Speeding Up Branches Based on Comparisons Between Floats

rembremading · Feb 19, 2009

Hi all,

The "AMD Athlon Processor x86 Code Optimization Guide" gives the following
tips
for "Speeding Up Branches Based on Comparisons Between Floats"

#define FLOAT2INTCAST(f) (*((int *)(&f)))
#define FLOAT2UINTCAST(f) (*((unsigned int *)(&f)))

// comparisons among two floats
if (f1 < f2) ==>
float t = f1 - f2;
if (FLOAT2UINTCAST(t) > 0x80000000U)
if (f1 <= f2) ==>
float t = f1 - f2;
if (FLOAT2INTCAST(t) <= 0)
if (f1 > f2) ==>
float t = f1 - f2;
if (FLOAT2INTCAST(t) > 0)
if (f1 >= f2) ==>
float t = f1 - f2;
if (FLOAT2UINTCAST(f) <= 0x80000000U)

Indeed if find that this increases the speed of float comparisons
(depending on the compiler optimization settings, however)
However it seems that it works only if t is of type float.
Simply replacing float by double gives errornous results.
How do I have to modify it if I want to work with double variables
(doing a cast on a double variable "float t = (float) d;" before
I do the comparison, in general, decreases the speed again)

Best wishes, thanks in advance,
Andreas

Bartc · Feb 19, 2009

rembremading said:
Hi all,

The "AMD Athlon Processor x86 Code Optimization Guide" gives the following
tips
for "Speeding Up Branches Based on Comparisons Between Floats"

#define FLOAT2INTCAST(f) (*((int *)(&f)))
#define FLOAT2UINTCAST(f) (*((unsigned int *)(&f)))

Have you tried changing these ints to long ints (or whatever is needed for
64 bits)?

// comparisons among two floats
if (f1 < f2) ==>
float t = f1 - f2;
if (FLOAT2UINTCAST(t) > 0x80000000U)

And changing the constant to 0x8000000000000000 (perhaps with whatever
suffix is needed for 64 bits)?

Indeed if find that this increases the speed of float comparisons
(depending on the compiler optimization settings, however)

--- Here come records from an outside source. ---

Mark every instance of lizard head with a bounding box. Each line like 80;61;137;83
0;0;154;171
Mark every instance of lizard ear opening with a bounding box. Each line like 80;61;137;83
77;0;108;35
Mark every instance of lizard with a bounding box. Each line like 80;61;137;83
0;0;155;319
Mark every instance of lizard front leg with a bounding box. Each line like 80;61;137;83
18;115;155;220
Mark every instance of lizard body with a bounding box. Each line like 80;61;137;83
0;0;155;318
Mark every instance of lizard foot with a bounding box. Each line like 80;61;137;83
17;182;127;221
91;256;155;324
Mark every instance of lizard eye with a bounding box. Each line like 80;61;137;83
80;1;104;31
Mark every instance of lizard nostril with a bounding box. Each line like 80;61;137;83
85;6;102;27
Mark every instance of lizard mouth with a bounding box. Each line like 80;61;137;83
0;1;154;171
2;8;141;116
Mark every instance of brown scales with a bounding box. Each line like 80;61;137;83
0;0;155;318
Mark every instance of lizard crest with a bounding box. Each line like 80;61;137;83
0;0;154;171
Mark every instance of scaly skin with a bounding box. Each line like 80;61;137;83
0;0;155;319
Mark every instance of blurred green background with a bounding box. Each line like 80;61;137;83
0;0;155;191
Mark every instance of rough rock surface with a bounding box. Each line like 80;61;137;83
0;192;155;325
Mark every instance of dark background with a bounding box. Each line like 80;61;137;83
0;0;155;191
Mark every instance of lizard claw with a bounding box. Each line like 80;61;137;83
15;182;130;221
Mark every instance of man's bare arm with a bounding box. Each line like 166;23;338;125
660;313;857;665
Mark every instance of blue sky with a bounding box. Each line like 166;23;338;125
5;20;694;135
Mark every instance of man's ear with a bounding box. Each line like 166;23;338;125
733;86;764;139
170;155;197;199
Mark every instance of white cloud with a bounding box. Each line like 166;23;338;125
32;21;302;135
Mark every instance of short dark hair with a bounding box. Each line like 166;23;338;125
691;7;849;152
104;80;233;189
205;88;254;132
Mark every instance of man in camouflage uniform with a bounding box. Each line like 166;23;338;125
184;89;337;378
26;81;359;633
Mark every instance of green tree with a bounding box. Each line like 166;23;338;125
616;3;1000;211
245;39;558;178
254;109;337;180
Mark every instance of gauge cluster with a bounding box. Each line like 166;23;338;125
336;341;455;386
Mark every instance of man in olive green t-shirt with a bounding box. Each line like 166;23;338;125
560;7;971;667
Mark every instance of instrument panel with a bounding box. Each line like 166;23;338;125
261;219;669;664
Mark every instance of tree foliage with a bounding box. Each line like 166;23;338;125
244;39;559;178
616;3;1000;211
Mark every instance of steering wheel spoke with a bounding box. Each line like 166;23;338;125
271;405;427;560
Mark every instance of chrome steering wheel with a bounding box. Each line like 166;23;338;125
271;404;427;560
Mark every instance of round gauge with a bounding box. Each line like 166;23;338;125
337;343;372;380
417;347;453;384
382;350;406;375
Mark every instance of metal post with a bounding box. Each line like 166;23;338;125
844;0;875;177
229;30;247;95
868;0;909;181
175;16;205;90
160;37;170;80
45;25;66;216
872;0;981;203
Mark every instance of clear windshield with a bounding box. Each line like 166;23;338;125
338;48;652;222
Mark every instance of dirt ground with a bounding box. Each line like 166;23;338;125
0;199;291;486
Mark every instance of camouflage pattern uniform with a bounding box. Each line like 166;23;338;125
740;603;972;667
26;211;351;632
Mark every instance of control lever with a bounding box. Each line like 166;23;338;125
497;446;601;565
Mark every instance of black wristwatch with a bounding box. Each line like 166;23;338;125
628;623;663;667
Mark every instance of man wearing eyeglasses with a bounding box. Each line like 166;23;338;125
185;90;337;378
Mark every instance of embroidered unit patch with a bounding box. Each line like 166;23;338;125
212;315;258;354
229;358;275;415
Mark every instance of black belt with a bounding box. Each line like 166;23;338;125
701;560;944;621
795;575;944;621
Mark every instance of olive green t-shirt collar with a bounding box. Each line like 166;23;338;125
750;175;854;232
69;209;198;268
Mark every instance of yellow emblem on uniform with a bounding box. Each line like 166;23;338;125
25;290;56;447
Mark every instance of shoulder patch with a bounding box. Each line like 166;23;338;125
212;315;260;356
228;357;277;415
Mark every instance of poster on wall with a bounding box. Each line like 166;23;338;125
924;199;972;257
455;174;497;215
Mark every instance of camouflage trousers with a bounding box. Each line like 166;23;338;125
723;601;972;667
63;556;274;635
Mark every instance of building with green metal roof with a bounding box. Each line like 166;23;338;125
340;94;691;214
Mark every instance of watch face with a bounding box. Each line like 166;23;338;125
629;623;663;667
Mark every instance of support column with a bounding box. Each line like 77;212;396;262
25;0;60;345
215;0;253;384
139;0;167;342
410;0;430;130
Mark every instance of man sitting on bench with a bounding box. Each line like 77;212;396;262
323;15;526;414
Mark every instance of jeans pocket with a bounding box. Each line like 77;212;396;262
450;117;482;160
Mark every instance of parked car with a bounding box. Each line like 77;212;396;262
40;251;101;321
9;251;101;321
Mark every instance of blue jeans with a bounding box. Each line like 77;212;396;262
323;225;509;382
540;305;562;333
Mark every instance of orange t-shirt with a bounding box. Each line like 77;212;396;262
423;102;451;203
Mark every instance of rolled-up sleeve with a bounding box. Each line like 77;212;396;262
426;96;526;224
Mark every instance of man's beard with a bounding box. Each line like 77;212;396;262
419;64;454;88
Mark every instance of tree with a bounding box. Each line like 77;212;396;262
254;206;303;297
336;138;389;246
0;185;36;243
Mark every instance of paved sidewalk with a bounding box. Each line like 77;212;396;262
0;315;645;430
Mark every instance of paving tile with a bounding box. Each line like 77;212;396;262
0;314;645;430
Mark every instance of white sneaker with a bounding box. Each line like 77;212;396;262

It seems a lot more complicated than f1<f2; is it worth the effort? Have you
tested how fast doubles are? They might be already be faster than using
floats.

rembremading · Feb 19, 2009

Bartc said:
Have you tried changing these ints to long ints (or whatever is needed for
64 bits)?

Yes, I tried this (with long int), but it did not work.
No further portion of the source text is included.